Malachi Richardson struggles from field against Elon but finds other ways to score

Russ Scalf | Contributing Photographer

Malachi Richardson struggled from the field on Saturday night against Elon. Instead he drove the lane and hit eight foul shots in the second half.

Malachi Richardson looked like he was doing a shooting drill. A pass zipped across the perimeter from Michael Gbinije. A clank off the front rim. An offensive rebound from Trevor Cooney, then a pass from Gbinije to Richardson standing in the same spot. Same result.

His first two long-range attempts fewer than three minutes into the game were an indication of how Richardson’s first poor shooting night of his career would go.

“Jump shot wasn’t really falling,” Richardson said.

Richardson wasn’t the same player that shot 10-of-23 from the field in his first two games.
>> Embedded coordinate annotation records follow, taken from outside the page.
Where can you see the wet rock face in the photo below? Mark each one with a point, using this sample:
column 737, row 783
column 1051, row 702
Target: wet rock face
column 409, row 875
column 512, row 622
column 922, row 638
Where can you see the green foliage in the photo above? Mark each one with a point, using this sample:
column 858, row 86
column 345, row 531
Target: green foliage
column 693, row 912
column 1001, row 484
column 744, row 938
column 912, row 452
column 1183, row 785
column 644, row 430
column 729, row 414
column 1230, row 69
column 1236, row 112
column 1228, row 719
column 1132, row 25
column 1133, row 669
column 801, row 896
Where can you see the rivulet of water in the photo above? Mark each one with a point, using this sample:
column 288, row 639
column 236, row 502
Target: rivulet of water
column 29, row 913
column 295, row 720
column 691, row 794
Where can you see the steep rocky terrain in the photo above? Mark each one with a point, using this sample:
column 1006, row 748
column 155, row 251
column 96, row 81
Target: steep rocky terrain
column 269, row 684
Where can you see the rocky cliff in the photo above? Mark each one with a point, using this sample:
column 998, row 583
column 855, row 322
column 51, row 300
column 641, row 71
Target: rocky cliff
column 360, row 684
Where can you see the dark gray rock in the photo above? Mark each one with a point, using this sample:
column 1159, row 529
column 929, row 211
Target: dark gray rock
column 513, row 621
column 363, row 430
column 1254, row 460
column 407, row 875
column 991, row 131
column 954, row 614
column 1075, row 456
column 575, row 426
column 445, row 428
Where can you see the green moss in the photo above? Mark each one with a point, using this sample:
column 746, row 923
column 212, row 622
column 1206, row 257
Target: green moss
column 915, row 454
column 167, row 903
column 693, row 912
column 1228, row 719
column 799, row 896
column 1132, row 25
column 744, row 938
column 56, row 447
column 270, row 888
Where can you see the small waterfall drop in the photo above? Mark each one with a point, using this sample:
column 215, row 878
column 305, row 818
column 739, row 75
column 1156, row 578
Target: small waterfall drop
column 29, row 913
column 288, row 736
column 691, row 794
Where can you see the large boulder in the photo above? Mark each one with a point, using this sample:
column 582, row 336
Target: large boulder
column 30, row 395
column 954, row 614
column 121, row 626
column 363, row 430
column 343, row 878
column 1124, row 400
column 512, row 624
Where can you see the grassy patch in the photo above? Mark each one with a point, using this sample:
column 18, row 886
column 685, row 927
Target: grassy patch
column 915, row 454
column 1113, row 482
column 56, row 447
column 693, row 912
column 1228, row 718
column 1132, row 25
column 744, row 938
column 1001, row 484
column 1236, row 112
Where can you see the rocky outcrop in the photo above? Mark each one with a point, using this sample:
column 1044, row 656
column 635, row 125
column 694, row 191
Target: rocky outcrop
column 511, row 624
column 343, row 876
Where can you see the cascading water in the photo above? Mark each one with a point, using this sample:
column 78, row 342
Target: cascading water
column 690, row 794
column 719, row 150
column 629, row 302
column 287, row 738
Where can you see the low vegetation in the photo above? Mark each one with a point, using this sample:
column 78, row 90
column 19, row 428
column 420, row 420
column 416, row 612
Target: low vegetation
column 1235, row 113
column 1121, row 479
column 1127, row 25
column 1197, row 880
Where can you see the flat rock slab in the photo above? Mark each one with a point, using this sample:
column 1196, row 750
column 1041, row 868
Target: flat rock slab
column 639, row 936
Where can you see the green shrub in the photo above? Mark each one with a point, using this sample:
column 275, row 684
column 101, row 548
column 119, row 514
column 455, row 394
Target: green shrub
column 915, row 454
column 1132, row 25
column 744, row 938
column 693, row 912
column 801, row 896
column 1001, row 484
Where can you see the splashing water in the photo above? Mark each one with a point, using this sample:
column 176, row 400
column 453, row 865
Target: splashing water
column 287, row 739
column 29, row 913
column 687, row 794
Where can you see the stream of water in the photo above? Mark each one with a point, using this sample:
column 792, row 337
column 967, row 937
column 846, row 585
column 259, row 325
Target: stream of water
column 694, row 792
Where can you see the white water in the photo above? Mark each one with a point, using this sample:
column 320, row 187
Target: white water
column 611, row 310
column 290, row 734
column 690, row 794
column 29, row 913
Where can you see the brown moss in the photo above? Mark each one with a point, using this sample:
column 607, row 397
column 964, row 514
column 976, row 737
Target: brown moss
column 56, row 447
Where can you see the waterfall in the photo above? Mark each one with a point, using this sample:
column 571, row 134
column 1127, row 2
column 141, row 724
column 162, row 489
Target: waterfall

Instead he shot just 1-of-7 from the field with five misses from behind the arc. But he attacked the basket in the second half and scored eight points at the line as the Orange (3-0) pulled ahead late to defeat Elon, 66-55, on Saturday night in the Carrier Dome.

“He’s going to have to have some off shooting nights,” SU head coach Jim Boehiem said. “He’s not going to shoot 45 percent from the 3 every night. He’s got to play through it.”



Richardson started the second half by hitting two free throws. More than 35 percent of SU’s second-half offense after the break came from him getting to the line.

After the game, he was short with his answers, sticking to the point that both he and Syracuse needed to be better. But he acknowledged a need to attack the rim when his shot was failing him.

With two minutes left in the game, Richardson drove the ball from the right side of the perimeter into two defenders under the basket. He got to the line, and put Syracuse up eight with just 1:46 to play.

It was a point of emphasis for a Syracuse offense that backed off its 3-point heavy game plan to shoot just 6-of-15 from long range on the night.

“It’s going to happen,” Trevor Cooney said. “And the one good this is that he recognized it. That shows a lot about his maturity as a person and in his game. He’s able to see that and attack the rim.

“You’re not going to make 3s every single game.”